Roman historique immergé dans la Norvège rude et glaciale du 17ème siècle…quand des événements tragiques offrent un potentiel romanesque prodigieux : Kiran Millwood Hargrave, jeune autrice âgée de 30 ans, s’empare à merveille de faits historiques dramatiques pour dessiner une fiction sensorielle, intelligente et engagée.

C’est dans l’horreur du massacre de femmes innocentes, accusées à tort de sorcellerie au nom d’un Dieu omniscient, que nous sommes transporté·es sur l’île de Vardø entre 1617 et 1620. Nous suivons les habitantes de cette île, quasiment dépourvue d’hommes alors emportés par une terrible tempête survenue en décembre 1617, plus particulièrement Miren, femme impénétrable et morose qui rencontrera Ursa tout juste débarquée sur l’île aux côtés de son époux, représentant d’une chrétienté absolue et répressive. Par l’insidieuse montée de l’effroi, nous découvrons une plume visuelle et captivante qui dépeint l’histoire de femmes indépendantes s’efforçant de survivre mais dont l’émancipation paraît suspecte et impure aux yeux de l’autorité religieuse et masculine.

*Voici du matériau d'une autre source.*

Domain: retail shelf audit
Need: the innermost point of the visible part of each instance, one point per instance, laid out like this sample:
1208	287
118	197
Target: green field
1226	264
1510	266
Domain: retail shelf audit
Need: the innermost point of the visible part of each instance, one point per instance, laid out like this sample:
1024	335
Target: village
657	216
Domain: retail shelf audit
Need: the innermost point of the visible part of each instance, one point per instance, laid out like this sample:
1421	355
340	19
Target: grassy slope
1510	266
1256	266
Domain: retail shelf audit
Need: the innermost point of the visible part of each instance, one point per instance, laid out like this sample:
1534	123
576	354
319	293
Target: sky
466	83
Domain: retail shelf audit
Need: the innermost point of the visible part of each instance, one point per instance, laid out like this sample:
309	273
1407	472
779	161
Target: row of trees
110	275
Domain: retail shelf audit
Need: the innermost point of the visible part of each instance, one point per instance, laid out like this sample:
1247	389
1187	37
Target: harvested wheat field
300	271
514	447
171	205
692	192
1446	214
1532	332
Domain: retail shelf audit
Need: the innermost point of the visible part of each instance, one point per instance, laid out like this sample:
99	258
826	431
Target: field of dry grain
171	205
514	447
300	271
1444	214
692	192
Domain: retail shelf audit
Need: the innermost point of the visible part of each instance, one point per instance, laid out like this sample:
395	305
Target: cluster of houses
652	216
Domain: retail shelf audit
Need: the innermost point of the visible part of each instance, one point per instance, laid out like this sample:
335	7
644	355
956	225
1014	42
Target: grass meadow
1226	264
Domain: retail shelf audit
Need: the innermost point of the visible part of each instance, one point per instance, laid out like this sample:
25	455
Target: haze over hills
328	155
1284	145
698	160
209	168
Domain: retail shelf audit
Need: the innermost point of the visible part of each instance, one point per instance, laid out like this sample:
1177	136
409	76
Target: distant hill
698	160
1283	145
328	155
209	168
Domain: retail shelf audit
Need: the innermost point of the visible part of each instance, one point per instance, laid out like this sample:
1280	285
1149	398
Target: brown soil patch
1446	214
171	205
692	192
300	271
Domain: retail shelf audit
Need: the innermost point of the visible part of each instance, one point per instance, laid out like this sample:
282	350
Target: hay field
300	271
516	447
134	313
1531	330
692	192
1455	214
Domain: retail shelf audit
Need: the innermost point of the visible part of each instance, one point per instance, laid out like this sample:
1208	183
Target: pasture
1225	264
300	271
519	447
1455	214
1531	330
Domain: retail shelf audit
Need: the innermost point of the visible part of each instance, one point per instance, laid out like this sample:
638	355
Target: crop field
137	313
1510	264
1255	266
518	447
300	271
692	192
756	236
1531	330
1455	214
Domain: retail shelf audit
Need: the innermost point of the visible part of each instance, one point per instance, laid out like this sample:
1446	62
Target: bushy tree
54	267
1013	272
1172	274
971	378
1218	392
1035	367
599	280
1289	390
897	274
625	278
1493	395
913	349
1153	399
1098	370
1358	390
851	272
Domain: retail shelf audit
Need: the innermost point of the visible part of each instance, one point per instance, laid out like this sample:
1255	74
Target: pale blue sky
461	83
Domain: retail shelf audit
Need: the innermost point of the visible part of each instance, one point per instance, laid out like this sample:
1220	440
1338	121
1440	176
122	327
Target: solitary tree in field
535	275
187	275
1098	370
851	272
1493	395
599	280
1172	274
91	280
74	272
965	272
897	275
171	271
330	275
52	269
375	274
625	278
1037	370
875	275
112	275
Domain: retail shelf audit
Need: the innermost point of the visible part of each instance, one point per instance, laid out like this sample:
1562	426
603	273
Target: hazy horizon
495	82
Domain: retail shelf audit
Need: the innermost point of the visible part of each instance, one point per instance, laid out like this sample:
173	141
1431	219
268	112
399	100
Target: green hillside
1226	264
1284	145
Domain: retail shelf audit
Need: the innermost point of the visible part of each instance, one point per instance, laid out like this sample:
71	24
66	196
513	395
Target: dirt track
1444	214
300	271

L’autrice fait la description sensible et précise d’une rupture entre femmes, traditions animistes Samis et hommes despotiques qui imposent un dogme religieux unique bannissant ces rites ancestraux introduits soi-disant par le Diable. Sous des allures d’un roman âpre, Kiran Millwood Hargrave inquiète, informe mais surtout passionne son lectorat grâce à une exigence documentaire historique qui pourtant sonne comme un écho désagréable avec notre société. Au fond, ce récit est une réflexion sur le basculement préoccupant vers une ferveur religieuse proche du fanatisme, la soumission des femmes et l’intolérance des hommes. Enfin, la vigilance constante et la sororité indispensable, qui oscille toujours entre désir de préservation et émancipation individuelle et la crainte du glissement dangereux vers une dévotion exclusive jusqu’à la perte de son identité, son corps.


Sur le port, le pasteur trépigne, se réchauffe les mains en soufflant dessus. Maren ressent une certaine satisfaction à le voir ainsi frissonner, lui qui leur assène toujours que l’amour de Dieu est la seule chaleur dont elles ont besoin.